## Imports

In [None]:
%load_ext autoreload
%autoreload 2

In [None]:
import json
from pprint import pprint

In [None]:
zipfilename = "../inputs/twitter-2022-02-17-cf8888eb631a941f287fbfec1a2662e1127775f1ba68efad59880f2fafdcfea7.zip"

## Parsing

- We are parsing the ZIP from Twitter, using a ZIPParser with a TwitterJSParser as argument.
- This parsing will return a list of Trees to explore.

In [None]:
from argonodes.parsers import ZIPParser, TwitterJSParser
zipparser = ZIPParser(parser=TwitterJSParser, regex=r"data\/.*\.js$", extension="js", verbose=1)
trees = zipparser(zipfilename)

## Tree exploration

- For each Tree, we do a bit of exploration, and try to add informations.

In [None]:
from argonodes.nodes import NA

### Installing facultative imports

We are going to use FoundRegex, which uses an external package, `tdda`.

In [None]:
from argonodes.appliers import FoundRegex
found_regex = FoundRegex()

#### Do we have some pattern?

We are going to do a "full example" using FoundRegex, but sometimes you do not need it at all.

In [None]:
from datetime import datetime

print(datetime.now())
total = len(trees)
for i, (name, tree) in enumerate(trees.items()):
    found_regex(tree)
    print(f"{datetime.now()}: {i+1}/{total}: {name}")
#     if i == 3:  # Because it can take some time...
#         break
pprint(found_regex.data)

We are going to follow the order of the `README.txt` file provied by Twitter in that case.

### "SENSORY INFORMATION"

"(Audio, electronic, visual, and similar information)"

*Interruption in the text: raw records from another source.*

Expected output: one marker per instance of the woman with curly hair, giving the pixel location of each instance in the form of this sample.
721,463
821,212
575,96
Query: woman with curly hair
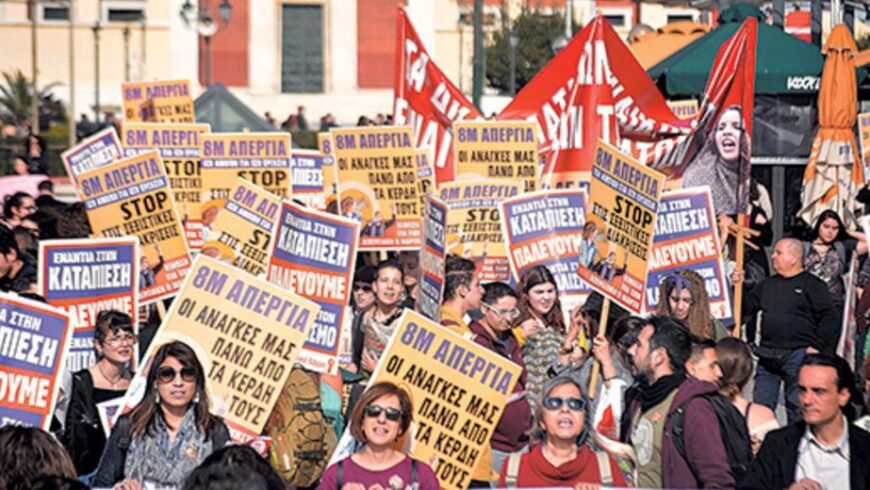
542,332
722,162
170,432
380,419
735,361
561,455
683,296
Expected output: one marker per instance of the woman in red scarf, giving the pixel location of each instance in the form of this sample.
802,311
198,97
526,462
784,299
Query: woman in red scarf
560,458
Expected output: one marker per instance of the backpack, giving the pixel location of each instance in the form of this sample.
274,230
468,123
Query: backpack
83,435
124,430
340,474
513,469
732,427
302,437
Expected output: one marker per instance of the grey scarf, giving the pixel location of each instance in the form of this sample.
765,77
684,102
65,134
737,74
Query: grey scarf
156,459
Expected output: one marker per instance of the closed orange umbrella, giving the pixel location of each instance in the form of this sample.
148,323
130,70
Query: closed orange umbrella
834,174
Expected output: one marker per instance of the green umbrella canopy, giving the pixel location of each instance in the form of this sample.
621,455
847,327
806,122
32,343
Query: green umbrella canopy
784,64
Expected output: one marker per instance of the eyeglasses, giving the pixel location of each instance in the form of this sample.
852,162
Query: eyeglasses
374,411
685,301
555,403
167,374
511,314
121,340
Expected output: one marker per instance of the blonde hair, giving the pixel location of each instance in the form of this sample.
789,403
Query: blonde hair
699,322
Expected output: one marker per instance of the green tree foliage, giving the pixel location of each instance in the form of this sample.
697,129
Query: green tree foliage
16,95
536,33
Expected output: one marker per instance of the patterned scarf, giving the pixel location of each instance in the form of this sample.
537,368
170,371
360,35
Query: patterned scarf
158,460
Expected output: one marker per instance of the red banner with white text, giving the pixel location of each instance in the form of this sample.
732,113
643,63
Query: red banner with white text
596,89
427,100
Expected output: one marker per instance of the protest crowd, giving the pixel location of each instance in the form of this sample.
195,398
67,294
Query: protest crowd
223,310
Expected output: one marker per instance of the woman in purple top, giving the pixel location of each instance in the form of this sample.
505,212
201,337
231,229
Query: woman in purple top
381,416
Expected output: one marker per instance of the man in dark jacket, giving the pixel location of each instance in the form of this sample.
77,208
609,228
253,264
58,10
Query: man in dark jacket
493,331
797,318
658,358
823,450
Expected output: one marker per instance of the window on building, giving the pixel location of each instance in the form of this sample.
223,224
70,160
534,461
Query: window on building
301,48
52,12
680,18
125,15
616,20
123,10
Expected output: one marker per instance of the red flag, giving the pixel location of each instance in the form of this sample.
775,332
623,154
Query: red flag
577,97
719,153
596,89
427,100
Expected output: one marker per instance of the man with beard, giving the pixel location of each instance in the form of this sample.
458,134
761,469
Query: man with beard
658,359
823,450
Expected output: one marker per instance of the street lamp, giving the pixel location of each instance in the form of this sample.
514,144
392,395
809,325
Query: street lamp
514,40
97,28
560,43
207,26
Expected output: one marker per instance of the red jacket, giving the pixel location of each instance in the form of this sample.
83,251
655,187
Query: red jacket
706,463
536,471
511,433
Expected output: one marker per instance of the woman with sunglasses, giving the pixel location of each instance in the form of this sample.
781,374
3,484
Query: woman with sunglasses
379,322
542,332
493,331
684,296
362,300
560,456
169,433
378,421
17,207
107,379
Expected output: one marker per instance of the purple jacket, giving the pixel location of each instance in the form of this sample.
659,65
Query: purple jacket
705,464
511,433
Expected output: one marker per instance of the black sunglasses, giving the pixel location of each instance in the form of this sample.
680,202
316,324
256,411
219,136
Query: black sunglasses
167,374
374,411
555,403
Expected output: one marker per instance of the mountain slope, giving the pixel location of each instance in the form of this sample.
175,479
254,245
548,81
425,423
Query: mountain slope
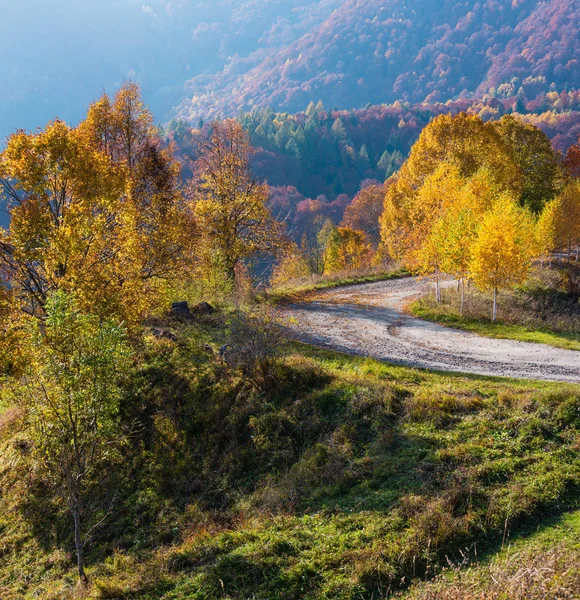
376,51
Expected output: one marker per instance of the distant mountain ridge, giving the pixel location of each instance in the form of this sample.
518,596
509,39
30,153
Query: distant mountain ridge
380,51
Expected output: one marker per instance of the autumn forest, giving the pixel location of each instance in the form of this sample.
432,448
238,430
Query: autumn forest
312,333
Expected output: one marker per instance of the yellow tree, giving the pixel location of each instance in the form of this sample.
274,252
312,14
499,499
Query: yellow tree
363,213
292,266
466,145
567,219
430,257
545,231
503,251
460,222
537,162
229,204
347,250
92,212
62,197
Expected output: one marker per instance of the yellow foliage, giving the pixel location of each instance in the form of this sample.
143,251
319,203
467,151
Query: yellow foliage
95,210
347,250
503,251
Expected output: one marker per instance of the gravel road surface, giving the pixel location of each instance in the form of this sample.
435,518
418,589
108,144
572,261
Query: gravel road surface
368,320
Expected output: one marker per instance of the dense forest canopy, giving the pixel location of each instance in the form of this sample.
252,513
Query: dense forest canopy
195,58
376,51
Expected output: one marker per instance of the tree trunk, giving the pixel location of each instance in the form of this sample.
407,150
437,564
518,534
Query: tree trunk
79,546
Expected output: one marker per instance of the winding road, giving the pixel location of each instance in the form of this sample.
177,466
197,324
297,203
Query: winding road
369,320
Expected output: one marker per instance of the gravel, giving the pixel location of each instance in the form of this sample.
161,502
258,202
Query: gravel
368,320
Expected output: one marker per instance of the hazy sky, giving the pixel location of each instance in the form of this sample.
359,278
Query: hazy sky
58,55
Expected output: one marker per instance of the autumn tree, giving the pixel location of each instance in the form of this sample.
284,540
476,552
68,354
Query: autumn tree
503,251
572,161
290,267
94,209
465,145
567,219
546,229
363,213
71,396
532,152
347,250
229,204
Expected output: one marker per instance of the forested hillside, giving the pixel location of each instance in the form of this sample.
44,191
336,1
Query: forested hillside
372,51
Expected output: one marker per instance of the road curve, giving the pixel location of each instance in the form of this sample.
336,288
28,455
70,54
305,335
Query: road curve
368,320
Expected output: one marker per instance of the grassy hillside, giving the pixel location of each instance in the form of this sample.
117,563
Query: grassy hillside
542,311
299,474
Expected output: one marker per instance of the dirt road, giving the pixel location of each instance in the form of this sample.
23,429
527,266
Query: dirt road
368,320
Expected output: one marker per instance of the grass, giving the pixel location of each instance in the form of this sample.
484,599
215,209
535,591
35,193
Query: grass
331,477
540,563
542,311
300,290
567,340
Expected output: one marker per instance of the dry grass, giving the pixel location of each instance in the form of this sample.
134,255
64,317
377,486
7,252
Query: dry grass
553,574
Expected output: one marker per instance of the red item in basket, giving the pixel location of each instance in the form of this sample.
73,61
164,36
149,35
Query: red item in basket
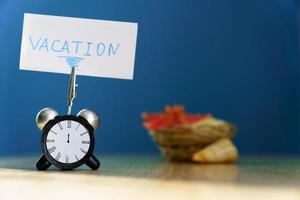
171,117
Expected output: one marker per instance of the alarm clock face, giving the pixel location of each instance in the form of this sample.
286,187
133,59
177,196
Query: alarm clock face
68,141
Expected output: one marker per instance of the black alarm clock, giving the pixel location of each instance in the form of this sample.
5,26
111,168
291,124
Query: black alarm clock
67,141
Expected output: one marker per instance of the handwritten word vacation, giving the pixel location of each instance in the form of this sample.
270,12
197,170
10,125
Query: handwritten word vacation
75,47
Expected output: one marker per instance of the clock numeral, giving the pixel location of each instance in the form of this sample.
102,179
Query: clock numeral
52,149
83,151
83,133
77,126
69,123
60,126
53,132
58,156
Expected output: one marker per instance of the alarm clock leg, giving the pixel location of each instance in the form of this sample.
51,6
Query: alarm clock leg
43,163
93,163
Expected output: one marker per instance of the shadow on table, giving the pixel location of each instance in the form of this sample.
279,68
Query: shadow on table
247,170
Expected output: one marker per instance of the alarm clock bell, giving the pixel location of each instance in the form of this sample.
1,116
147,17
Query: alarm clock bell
68,140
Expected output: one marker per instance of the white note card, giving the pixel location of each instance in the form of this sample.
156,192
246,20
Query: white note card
97,48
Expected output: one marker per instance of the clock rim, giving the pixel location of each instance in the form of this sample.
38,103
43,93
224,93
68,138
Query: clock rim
67,166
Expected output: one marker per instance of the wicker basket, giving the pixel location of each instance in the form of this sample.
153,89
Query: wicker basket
180,143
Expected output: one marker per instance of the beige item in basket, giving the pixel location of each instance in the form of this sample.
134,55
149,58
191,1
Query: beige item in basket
221,151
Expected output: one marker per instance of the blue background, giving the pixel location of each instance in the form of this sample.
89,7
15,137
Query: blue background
235,59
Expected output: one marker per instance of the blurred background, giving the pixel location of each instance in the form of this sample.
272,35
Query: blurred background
238,60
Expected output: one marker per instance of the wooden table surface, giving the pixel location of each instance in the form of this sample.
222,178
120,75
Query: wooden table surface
149,177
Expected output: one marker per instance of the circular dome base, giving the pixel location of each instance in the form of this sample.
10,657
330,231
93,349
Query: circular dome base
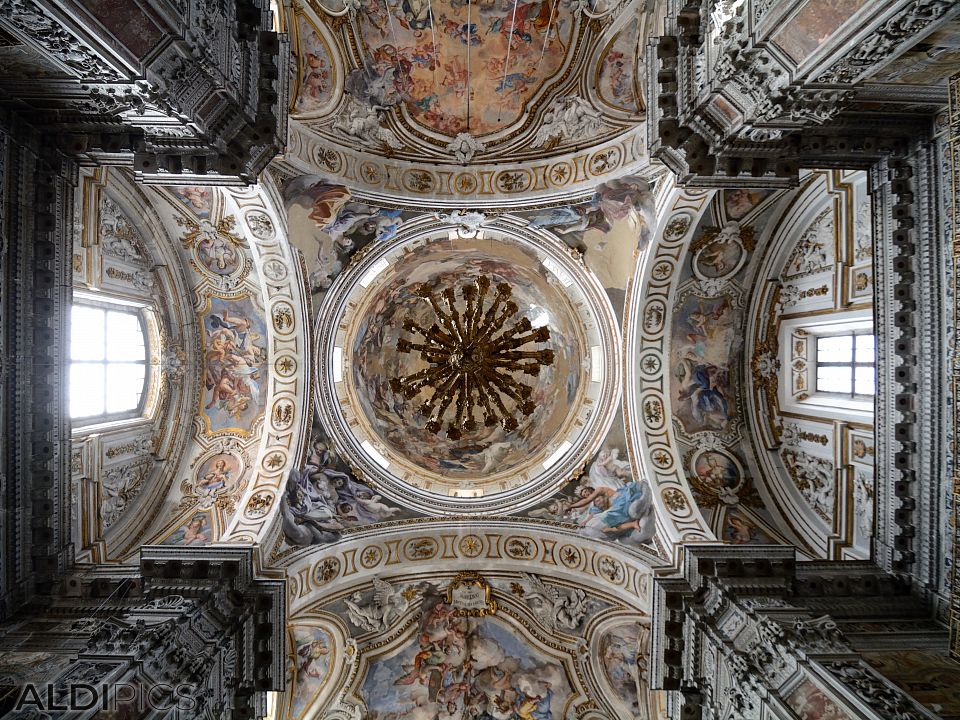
411,329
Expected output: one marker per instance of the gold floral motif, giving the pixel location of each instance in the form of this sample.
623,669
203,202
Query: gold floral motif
674,500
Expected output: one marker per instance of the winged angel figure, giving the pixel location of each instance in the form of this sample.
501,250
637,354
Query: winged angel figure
553,607
378,615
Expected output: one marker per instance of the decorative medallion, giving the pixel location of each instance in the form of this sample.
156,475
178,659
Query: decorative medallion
473,360
470,596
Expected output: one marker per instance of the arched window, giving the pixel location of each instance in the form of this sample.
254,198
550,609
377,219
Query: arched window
108,362
846,364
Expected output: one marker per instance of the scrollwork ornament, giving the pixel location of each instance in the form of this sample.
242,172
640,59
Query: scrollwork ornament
872,689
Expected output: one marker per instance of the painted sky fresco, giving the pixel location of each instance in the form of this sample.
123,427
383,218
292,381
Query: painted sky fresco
623,651
813,25
423,61
196,531
617,69
606,502
328,227
312,654
317,76
455,668
704,340
235,355
323,498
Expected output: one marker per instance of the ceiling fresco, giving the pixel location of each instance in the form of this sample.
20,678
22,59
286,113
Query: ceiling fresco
460,67
482,91
486,451
458,646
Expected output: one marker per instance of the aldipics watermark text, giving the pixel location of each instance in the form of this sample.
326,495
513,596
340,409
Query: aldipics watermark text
78,697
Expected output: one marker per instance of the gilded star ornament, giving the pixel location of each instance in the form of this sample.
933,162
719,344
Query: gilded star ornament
473,361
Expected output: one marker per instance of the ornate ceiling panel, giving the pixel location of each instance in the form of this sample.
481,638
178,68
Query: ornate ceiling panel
381,96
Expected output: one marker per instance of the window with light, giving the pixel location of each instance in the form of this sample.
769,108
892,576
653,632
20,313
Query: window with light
108,363
846,365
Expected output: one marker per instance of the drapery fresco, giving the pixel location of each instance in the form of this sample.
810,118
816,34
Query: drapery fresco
312,654
322,498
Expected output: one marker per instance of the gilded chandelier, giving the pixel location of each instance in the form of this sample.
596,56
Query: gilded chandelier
473,359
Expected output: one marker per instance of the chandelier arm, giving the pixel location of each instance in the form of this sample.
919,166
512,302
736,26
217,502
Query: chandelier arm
453,313
438,311
490,413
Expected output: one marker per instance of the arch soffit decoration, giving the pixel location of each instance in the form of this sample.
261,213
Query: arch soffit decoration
270,443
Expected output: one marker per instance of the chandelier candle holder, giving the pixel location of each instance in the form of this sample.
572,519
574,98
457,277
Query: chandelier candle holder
472,359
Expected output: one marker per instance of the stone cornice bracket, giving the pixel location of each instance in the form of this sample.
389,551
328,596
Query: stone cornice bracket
205,620
743,627
203,101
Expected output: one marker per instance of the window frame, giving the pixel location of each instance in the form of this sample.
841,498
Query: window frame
143,313
853,334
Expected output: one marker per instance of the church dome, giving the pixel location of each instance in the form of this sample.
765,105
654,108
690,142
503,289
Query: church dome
504,309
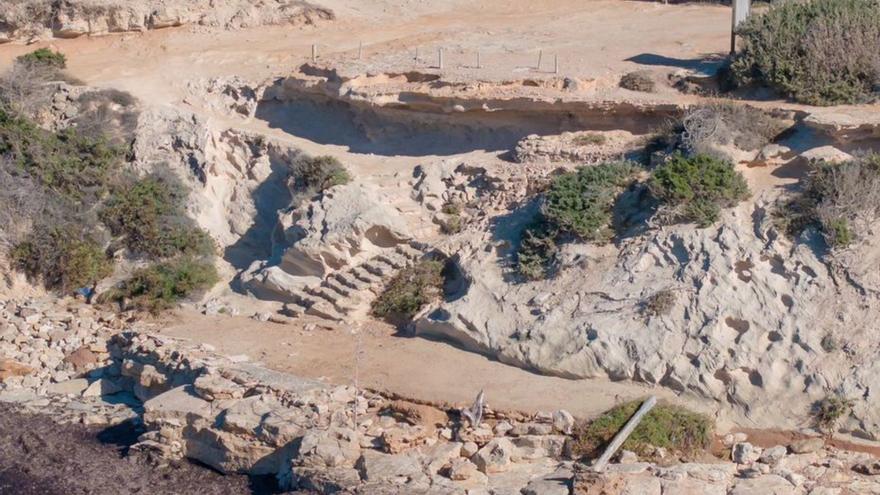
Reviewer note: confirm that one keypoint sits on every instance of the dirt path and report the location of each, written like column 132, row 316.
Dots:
column 412, row 367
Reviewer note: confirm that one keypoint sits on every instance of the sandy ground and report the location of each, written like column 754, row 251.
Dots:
column 412, row 367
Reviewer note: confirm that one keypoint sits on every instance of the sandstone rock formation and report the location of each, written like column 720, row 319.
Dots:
column 24, row 20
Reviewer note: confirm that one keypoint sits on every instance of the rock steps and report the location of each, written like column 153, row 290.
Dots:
column 346, row 293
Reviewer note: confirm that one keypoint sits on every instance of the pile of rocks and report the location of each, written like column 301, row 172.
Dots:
column 36, row 19
column 43, row 346
column 576, row 147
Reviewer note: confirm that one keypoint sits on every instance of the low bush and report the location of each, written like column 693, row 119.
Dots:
column 576, row 204
column 67, row 162
column 44, row 57
column 695, row 189
column 828, row 412
column 671, row 427
column 159, row 286
column 538, row 255
column 842, row 200
column 315, row 174
column 820, row 52
column 409, row 291
column 61, row 258
column 638, row 81
column 581, row 202
column 149, row 217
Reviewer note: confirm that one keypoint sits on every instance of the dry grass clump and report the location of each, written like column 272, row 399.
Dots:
column 821, row 52
column 638, row 81
column 828, row 412
column 671, row 427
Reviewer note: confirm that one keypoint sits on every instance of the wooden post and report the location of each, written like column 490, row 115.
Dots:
column 623, row 434
column 741, row 11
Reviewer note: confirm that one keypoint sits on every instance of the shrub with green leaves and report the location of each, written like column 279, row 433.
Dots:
column 409, row 291
column 61, row 258
column 820, row 52
column 841, row 199
column 581, row 202
column 538, row 255
column 670, row 427
column 159, row 286
column 44, row 57
column 149, row 217
column 695, row 189
column 315, row 174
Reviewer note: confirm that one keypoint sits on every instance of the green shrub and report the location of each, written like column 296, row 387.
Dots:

#### `periscope-expired-broadcasts.js`

In [None]:
cur_tree = trees["data/periscope-expired-broadcasts.js"]
print(f"Filename: {cur_tree.filename}")
print(f"Paths:\n{cur_tree.get_paths_fancy()}")

Note: No data available, but according to the README:

- broadcastIds: A list of the broadcast IDs posted by the shell account that have expired and cannot be encoded.
- reason: Explanation of why broadcast replay files are unavailable (hard-coded).

#### `spaces-metadata.js`

In [None]:
cur_tree = trees["data/spaces-metadata.js"]
print(f"Filename: {cur_tree.filename}")
print(f"Paths:\n{cur_tree.get_paths_fancy()}")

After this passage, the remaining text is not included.